Today we did a cylinder test but knew we were in trouble as soon as we pulled the spark plug. Looking into cylinder 2 revealed an ugly bottom (see pic). Sure enough, the compression test yielded cylinders 1, 3 and 4 as fine and consistent, with no pressure at all in cylinder 2. 

I guess that we now start the process of figuring what exactly has broken here. Pulling apart the head is new territory for me (last year we had a shop do it). Should be an adventure! We did the timing belt last year, so have been around in there a bit. Does anyone have any pointers to make it an easier job? Does the timing belt have to be completely rethreaded or just the upper portion removed? Any easy way to get the tensioner released and reset? I'll be searching all of this, but looking for any tips.

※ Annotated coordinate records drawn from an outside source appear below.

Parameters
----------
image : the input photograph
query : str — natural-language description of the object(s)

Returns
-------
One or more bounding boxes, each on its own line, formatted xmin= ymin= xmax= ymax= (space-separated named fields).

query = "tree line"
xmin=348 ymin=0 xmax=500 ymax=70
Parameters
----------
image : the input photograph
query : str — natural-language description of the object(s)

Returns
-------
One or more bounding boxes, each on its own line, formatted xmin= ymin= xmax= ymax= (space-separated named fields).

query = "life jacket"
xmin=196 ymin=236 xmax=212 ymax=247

Here is the oil splatter I mentioned - the head on left, fuel rail on right and splatter on the vacuum lines.


----------



## velocitychris (Jul 16, 2011)

I wonder if it could be a broken connecting rod or anything like that? Going to maybe crank the engine manually to see if there is movement on piston #2.


----------



## lite1979 (Sep 9, 2005)

I would try a leak-down test to see where the air's escaping to. I'd rather it be a head problem than a bad connecting rod for your sake. Why was the head replaced to begin with?


----------



## codewhore (Oct 22, 2006)

Manually rotating the engine all the pistons where moving so that should rule out the busted rod. Leak down test raised more questions than answers but for the record this is the first time either of us ever had to do these sorts of tests so...

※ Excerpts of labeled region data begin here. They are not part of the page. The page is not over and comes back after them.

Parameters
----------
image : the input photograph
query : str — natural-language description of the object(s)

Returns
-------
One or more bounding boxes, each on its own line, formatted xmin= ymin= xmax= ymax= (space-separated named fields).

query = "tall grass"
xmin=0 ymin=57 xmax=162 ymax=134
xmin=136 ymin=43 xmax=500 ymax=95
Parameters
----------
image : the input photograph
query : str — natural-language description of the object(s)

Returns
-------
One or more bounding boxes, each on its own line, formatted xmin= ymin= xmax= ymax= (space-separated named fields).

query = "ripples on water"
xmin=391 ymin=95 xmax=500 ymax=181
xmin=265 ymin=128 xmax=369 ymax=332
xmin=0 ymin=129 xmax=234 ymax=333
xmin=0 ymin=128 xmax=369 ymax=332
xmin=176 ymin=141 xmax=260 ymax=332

What we found is the leak down test on cylinder 3 and 4 was no leaks, as expected/hoped. 

Cylinder 2 had a massive leak and appeared to be coming out of the charge pipe at the back of the engine as well and into the other cylinders. Admittedly we found in further testing on the other cylinders that even a hair off TDC the valves would be opening and might have skewed our perception.

Cylinder 1 had a small leak and only could be heard from the charge pipe. And this is the part that is totally confusing me and need some help understanding.

The timing belt appears to still be fine (i.e. has not skipped a tooth) so if it were a problem with the head and only affecting cylinders 1 and 2 what could have happened?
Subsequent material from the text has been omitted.